Althea Efunshile has been blocked by the government from joining the all-white board of Channel 4.
According to the The Guardian, the only female BME candidate for the board was vetoed by culture secretary Karen Bradley, in a very unusual move; though Efunshile was the former deputy chief of Arts Council England, having stepped down in October. The four other candidates, all white men, were conversely approved.
Both Efunshile and the other candidates were put forward by Ofcom - responsible for finding, vetting, and appointing Channel 4 non-executive directors - and were all deemed by the organisation to be of "high calibre".
Bradley is now being called upon to give reasoning as to why she blocked Ofcom's recommendation for the job; with former culture minister David Lammy stating, "This is an absolutely extraordinary decision that really does beggar belief. The secretary of state must now tell us why she blocked Althea Efunshile’s appointment and why she ignored Ofcom’s recommendation given Althea’s wealth of experience, expertise and outstanding track record."
Efunshile was appointed as deputy chief executive of ACE in 2012, after joining as chief operating officer in 2007, and awarded a CBE in June in for services to arts and culture. Furthermore, she was also made the first chairman of the National College for Creative and Cultural Industries. If approved, she would have joined the board as the only non-white individual, and the fourth woman, out of a total of current 13 members.

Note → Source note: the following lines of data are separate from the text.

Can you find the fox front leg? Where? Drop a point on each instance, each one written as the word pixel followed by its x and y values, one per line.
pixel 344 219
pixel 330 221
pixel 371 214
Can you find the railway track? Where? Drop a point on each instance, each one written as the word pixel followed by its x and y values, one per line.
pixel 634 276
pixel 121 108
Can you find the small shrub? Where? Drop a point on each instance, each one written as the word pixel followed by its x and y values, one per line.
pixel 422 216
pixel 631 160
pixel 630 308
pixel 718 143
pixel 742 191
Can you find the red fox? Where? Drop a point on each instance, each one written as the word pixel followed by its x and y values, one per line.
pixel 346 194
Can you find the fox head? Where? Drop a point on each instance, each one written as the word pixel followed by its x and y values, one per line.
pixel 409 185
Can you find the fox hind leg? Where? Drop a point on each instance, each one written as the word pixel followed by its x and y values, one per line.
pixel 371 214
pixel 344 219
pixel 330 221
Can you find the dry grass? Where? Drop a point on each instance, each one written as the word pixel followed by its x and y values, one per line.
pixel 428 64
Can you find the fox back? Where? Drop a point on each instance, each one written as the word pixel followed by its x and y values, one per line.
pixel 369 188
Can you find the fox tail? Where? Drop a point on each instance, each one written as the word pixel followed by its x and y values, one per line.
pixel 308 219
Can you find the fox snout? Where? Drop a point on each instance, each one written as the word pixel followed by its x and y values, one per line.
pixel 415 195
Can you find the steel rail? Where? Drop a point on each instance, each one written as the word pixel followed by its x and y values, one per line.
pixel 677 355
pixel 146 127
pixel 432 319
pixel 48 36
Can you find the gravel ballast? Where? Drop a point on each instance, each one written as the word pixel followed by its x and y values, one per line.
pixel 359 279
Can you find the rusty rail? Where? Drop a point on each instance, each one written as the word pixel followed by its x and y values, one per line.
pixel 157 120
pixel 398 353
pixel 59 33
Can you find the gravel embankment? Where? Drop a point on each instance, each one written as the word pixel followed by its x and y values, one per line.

An email sent to staff by David Abraham, the chief executive of Channel 4, lambasted Efunshile's rejection and stated it was the latest example of the government's "worrying and unprecedented" interference; following conflict arising out of the broadcaster's future, either potentially being sold or having operations moved out of London.
The Department for Culture, Media, and Sport has stated: "Non-executive members of the Channel 4 Corporation board are appointed by Ofcom with the approval of the secretary of state. The secretary of state approved four candidates on the basis that they met the specific skills and experiences set out in Ofcom’s four advertised job descriptions."
Channel 4 has further clarified in a statement, "the appointment of non-executive directors to the Channel 4 board are made my Ofcom in agreement with the Department for Culture, Media, and Sport".